Office 365 tenant divestitures are notoriously complex, and without a proper understanding of how to execute one, they can become extremely problematic for IT teams.
Divestitures are very different from merger and acquisitions, although many people bucket them together. If you work for a company that regularly engages in M&A activity, you may think you have your Office 365 tenant to tenant migration process nailed down, but divestitures can see you easily come unstuck.
The planning effort is often underestimated, with major challenges surrounding the process of securely and accurately separating data, and then moving it.
Divesting your data
It must be noted, divestitures are inherently difficult because, in most cases, companies typically do not plan to spin off or sell a business unit from the outset. This means their Office 365 users, and more importantly their data, is intermingled with an enormous amount of other data.

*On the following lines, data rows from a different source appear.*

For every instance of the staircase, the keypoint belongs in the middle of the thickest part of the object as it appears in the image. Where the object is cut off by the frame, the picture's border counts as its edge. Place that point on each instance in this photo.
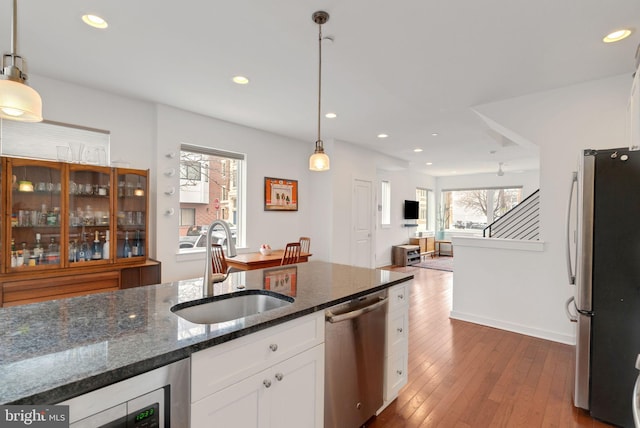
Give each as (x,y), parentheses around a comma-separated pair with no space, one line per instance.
(520,222)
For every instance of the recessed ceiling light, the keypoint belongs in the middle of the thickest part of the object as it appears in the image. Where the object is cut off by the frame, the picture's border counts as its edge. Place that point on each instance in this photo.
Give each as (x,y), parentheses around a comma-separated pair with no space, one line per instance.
(617,35)
(240,80)
(94,21)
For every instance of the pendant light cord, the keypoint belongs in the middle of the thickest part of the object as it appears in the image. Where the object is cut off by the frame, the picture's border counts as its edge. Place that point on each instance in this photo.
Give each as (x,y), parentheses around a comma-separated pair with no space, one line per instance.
(319,80)
(14,28)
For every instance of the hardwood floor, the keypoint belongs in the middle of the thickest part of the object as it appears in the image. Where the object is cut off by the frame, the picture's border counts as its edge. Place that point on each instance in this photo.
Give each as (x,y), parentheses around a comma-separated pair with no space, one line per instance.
(467,375)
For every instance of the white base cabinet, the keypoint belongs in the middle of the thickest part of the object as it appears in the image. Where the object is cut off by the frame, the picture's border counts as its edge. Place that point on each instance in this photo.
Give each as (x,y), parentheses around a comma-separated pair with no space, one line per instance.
(397,342)
(282,387)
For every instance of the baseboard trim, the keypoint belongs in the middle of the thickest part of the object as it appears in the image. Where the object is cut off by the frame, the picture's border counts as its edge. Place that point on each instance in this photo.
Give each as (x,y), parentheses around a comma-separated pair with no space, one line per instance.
(515,328)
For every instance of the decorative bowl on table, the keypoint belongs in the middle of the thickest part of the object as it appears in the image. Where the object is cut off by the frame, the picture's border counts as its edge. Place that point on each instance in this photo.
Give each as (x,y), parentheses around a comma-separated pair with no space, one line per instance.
(265,250)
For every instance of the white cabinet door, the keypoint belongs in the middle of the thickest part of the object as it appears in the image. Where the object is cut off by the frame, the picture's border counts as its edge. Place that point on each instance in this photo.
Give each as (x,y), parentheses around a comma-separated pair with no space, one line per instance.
(298,391)
(289,394)
(241,405)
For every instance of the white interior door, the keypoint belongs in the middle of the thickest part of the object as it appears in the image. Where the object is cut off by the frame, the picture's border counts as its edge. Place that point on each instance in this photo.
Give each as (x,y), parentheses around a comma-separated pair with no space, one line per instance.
(361,241)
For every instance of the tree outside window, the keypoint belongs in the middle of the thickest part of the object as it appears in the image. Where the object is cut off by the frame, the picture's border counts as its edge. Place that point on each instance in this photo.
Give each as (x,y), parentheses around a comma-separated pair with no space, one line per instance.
(474,209)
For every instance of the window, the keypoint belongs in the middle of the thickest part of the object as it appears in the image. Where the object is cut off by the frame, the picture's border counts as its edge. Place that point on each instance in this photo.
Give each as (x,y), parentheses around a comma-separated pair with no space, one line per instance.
(385,203)
(211,188)
(423,196)
(472,210)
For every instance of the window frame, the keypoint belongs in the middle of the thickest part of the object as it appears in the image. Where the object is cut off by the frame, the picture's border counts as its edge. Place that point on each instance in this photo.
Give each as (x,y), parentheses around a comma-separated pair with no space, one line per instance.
(237,177)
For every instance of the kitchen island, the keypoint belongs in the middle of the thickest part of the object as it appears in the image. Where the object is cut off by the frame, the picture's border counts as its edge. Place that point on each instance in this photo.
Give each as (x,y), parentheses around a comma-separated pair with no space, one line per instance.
(55,350)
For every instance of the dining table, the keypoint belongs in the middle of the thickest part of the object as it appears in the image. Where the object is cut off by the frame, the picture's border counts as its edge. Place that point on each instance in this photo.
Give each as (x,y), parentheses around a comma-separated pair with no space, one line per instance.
(256,260)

To make it even harder, this business activity is often related to other M&A work. For example, in the US, sometimes in a regulated entity you can’t acquire a company if it’s going to put you over a certain percentage of business, which is really common in the insurance and finance sectors, so you suddenly have to divest a section of your business, or a region of your business.
This often means selling to a competitor, and that gets really stressful because you have a legal obligation to divest the users and their data to that other entity, but you want to ensure you’re not sending strategy documents or items that could inadvertently help the competition.

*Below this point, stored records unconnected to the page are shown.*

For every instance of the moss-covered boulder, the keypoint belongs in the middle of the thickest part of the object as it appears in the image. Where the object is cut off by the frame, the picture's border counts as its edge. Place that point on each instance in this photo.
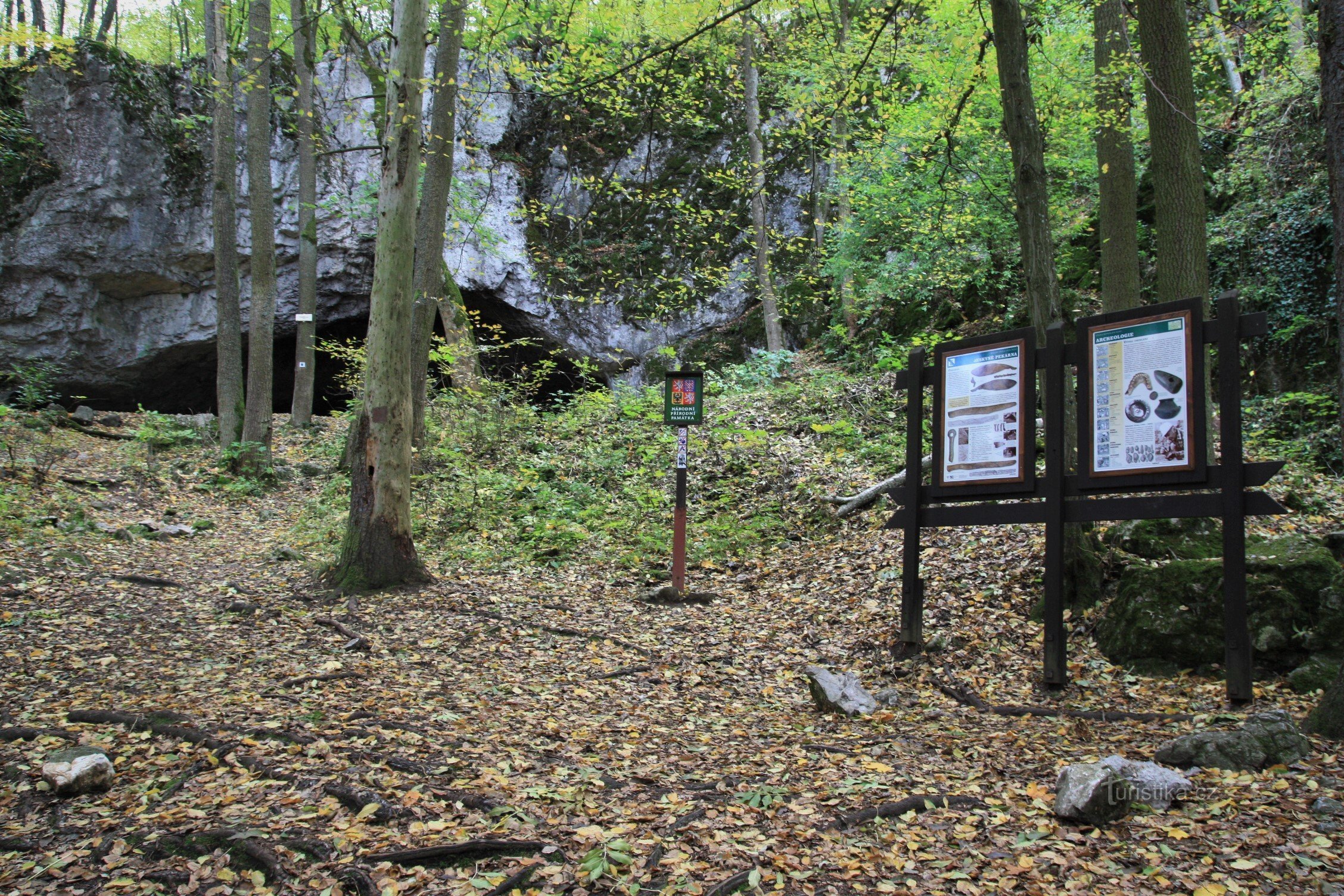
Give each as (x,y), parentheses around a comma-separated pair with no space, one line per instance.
(1174,612)
(1190,539)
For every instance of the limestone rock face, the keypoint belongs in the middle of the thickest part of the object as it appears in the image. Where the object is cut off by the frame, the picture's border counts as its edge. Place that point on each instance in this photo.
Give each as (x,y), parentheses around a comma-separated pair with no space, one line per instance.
(839,693)
(1091,793)
(80,770)
(109,266)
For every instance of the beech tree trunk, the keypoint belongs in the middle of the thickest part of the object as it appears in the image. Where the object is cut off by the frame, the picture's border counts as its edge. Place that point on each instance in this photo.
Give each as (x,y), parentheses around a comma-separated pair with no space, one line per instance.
(432,293)
(839,150)
(261,320)
(1332,112)
(1182,241)
(1119,195)
(378,550)
(770,307)
(229,340)
(1028,161)
(1226,53)
(301,407)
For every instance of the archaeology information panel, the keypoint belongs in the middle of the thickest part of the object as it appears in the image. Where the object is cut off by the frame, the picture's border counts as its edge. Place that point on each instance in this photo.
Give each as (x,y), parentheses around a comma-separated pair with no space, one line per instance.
(979,419)
(1140,396)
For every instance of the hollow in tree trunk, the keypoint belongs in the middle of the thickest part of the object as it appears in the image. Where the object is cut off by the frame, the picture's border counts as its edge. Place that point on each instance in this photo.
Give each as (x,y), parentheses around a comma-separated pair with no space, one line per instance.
(229,341)
(301,407)
(750,81)
(434,292)
(378,550)
(1117,201)
(261,320)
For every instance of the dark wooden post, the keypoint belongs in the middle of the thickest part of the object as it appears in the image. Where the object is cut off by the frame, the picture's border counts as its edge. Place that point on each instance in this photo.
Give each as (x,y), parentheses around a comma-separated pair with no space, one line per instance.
(1053,492)
(911,586)
(1236,633)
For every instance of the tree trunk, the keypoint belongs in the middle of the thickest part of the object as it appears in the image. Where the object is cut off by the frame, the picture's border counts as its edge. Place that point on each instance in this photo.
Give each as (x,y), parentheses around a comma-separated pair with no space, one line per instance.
(1332,112)
(301,407)
(261,320)
(378,550)
(1028,161)
(229,341)
(839,150)
(1225,50)
(1177,168)
(432,220)
(109,13)
(1117,203)
(750,80)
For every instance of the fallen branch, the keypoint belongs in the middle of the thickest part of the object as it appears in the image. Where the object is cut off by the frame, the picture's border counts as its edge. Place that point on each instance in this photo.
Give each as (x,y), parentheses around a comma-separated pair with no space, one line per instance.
(968,698)
(518,881)
(356,641)
(872,493)
(356,798)
(624,671)
(730,886)
(33,734)
(329,676)
(920,802)
(153,581)
(455,852)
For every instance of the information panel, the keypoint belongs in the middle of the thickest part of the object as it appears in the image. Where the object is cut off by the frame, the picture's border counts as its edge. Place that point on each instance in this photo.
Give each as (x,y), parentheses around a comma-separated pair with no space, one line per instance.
(980,415)
(1140,396)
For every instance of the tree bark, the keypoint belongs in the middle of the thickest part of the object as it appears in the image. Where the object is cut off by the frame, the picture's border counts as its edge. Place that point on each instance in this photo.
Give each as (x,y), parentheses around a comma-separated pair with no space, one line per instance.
(109,13)
(750,80)
(1177,168)
(229,341)
(1225,50)
(301,407)
(839,150)
(1028,161)
(1119,195)
(378,550)
(1331,43)
(432,293)
(261,320)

To make matters worse, often the data that’s going and what’s staying is not well defined in the planning stages and, again, the people who are moving probably have multiple projects and multiple tasks they’re working on, so uncoupling this data can be extremely difficult.
Most organizations follow one of two paths when they embark on this process.

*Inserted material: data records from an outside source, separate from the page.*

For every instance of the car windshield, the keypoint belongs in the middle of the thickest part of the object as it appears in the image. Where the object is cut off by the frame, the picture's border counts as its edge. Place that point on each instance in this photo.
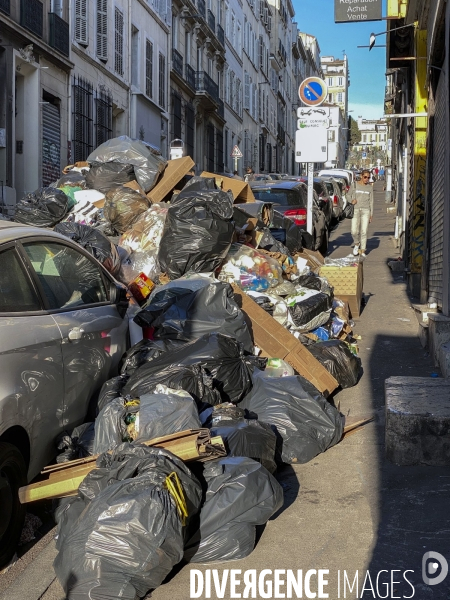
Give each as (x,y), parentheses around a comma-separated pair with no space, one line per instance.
(280,196)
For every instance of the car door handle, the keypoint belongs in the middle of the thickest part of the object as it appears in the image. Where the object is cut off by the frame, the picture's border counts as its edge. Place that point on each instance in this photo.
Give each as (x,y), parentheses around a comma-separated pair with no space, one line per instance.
(75,334)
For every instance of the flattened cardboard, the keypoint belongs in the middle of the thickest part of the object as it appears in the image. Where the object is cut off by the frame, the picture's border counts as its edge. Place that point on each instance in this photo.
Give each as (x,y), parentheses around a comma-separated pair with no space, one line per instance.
(240,189)
(276,342)
(174,172)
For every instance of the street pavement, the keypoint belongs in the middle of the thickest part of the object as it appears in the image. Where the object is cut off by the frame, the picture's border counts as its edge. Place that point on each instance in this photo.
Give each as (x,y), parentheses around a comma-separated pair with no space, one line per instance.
(348,509)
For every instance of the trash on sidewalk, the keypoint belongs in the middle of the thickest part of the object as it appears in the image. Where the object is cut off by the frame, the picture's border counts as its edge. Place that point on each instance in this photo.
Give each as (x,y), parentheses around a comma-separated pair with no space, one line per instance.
(124,532)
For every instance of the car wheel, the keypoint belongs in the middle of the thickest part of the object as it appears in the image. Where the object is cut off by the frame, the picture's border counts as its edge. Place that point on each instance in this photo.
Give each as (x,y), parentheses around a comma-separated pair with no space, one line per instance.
(13,475)
(323,249)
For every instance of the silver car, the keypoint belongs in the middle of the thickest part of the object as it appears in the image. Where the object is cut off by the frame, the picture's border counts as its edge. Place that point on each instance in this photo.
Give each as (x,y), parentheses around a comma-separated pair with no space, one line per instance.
(63,331)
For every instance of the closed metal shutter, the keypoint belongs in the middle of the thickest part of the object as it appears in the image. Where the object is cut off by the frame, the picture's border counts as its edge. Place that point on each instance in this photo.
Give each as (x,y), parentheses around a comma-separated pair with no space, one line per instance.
(437,197)
(51,144)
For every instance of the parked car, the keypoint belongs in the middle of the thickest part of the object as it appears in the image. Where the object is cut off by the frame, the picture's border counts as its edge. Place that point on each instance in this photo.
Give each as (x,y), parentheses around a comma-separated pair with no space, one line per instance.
(64,330)
(335,193)
(290,198)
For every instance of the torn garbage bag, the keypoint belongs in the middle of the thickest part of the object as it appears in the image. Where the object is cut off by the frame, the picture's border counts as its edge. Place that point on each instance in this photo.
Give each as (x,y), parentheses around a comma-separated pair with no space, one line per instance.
(103,177)
(222,358)
(123,207)
(145,159)
(79,444)
(241,494)
(43,208)
(130,533)
(94,242)
(338,360)
(305,423)
(198,229)
(178,313)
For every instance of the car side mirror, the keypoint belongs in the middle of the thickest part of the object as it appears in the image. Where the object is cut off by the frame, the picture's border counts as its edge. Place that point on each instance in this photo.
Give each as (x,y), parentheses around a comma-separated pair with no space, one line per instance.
(118,295)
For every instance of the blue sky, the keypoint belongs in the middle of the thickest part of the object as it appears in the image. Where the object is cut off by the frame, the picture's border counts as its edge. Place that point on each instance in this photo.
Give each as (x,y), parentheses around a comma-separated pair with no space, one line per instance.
(367,69)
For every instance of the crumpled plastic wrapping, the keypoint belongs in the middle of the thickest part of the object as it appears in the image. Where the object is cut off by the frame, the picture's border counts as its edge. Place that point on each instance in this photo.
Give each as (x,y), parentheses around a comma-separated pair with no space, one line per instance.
(221,356)
(94,242)
(338,360)
(122,535)
(78,444)
(241,494)
(178,313)
(145,233)
(43,208)
(72,179)
(198,229)
(123,207)
(305,423)
(146,160)
(103,177)
(250,269)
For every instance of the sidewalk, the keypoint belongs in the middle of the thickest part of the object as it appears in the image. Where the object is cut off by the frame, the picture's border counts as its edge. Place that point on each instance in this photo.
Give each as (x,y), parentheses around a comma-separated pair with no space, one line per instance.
(348,508)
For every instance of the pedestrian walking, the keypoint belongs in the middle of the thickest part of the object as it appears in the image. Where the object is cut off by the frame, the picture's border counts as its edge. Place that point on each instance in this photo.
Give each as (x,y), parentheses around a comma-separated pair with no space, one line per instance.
(249,174)
(362,198)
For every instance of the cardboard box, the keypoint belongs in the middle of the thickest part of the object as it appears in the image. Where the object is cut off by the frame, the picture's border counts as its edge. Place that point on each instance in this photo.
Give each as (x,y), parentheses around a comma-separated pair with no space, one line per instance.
(348,285)
(174,172)
(276,342)
(241,191)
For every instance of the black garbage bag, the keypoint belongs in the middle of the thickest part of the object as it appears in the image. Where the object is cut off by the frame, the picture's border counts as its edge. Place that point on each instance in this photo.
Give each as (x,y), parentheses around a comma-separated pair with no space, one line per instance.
(247,437)
(305,423)
(123,534)
(198,229)
(145,351)
(110,390)
(78,444)
(94,242)
(222,358)
(338,359)
(241,494)
(72,179)
(145,159)
(181,314)
(123,206)
(190,378)
(43,208)
(305,310)
(103,177)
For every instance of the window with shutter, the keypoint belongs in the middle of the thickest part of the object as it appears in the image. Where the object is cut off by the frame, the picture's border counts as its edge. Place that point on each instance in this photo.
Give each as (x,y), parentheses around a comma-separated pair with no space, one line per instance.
(102,29)
(246,91)
(81,24)
(162,80)
(118,41)
(149,68)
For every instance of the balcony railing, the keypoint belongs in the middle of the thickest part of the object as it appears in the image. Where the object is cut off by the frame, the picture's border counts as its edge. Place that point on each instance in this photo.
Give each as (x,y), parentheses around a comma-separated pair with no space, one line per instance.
(221,109)
(201,7)
(221,34)
(190,76)
(211,21)
(59,34)
(5,6)
(31,16)
(177,62)
(204,83)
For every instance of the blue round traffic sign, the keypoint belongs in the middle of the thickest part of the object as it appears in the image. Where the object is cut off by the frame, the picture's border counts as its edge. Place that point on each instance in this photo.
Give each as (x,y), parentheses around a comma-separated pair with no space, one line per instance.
(312,91)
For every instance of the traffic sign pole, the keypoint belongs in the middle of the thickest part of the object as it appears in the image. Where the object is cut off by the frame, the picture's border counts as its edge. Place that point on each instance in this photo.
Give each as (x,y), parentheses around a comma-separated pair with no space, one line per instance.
(309,208)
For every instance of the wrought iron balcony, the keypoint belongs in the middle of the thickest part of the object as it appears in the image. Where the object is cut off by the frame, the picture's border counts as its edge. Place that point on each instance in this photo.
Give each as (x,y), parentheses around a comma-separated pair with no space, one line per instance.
(204,83)
(59,34)
(5,6)
(211,21)
(31,16)
(221,34)
(177,62)
(190,76)
(201,7)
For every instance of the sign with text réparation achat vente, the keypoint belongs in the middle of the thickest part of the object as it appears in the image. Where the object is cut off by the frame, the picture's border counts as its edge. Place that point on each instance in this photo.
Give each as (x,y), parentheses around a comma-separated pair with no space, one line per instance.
(348,11)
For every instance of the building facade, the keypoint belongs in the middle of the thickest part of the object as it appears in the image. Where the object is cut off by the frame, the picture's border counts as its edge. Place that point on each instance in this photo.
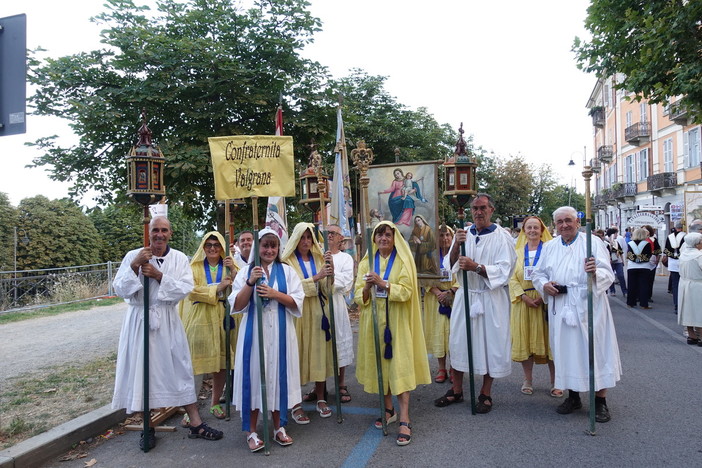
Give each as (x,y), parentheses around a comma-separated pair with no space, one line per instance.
(646,157)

The first path is a user-driven process, where your users designate the data that’s moving. This can be as simple as creating a top-level folder for the users in OneDrive or Exchange, and then you instruct them to drag and drop the items they want to move.
Once you have the data in this centric space, it makes it easier to conduct spot-checks to ensure employees are moving the right items before they’re migrated. Here’s a brief overview of this method in this short video:
The other approach is to conduct a full eDiscovery search. You can leverage your eDiscovery capabilities to look for key terms, maybe a project name or a client name, to collect relevant information.
This approach is championed by many, but may not always be practical. You can learn more in the video below:
If the segment of the business is spinning off into a new entity, then it’s a little less stressful because it’s not a competitor, so in many cases you’re in control of creating the new Office 365 tenant.
You have the keys to both as you migrate data, so you can then perform eDiscovery searches on the target tenant to ensure nothing inappropriate has moved. When that company does divest or formally spins off, you just have to ‘give the keys’ to the new tenant owner, and that’s a way some organizations do it, mainly for spin offs but even for some for divestitures situations.
If you’re really concerned, you can even put users into a ‘demilitarized zone’ of another tenant, but this scenario creates a problem for the third entity, because you’ve now got to perform another tenant to tenant migration, and this second disruption makes for a less than user-friendly experience.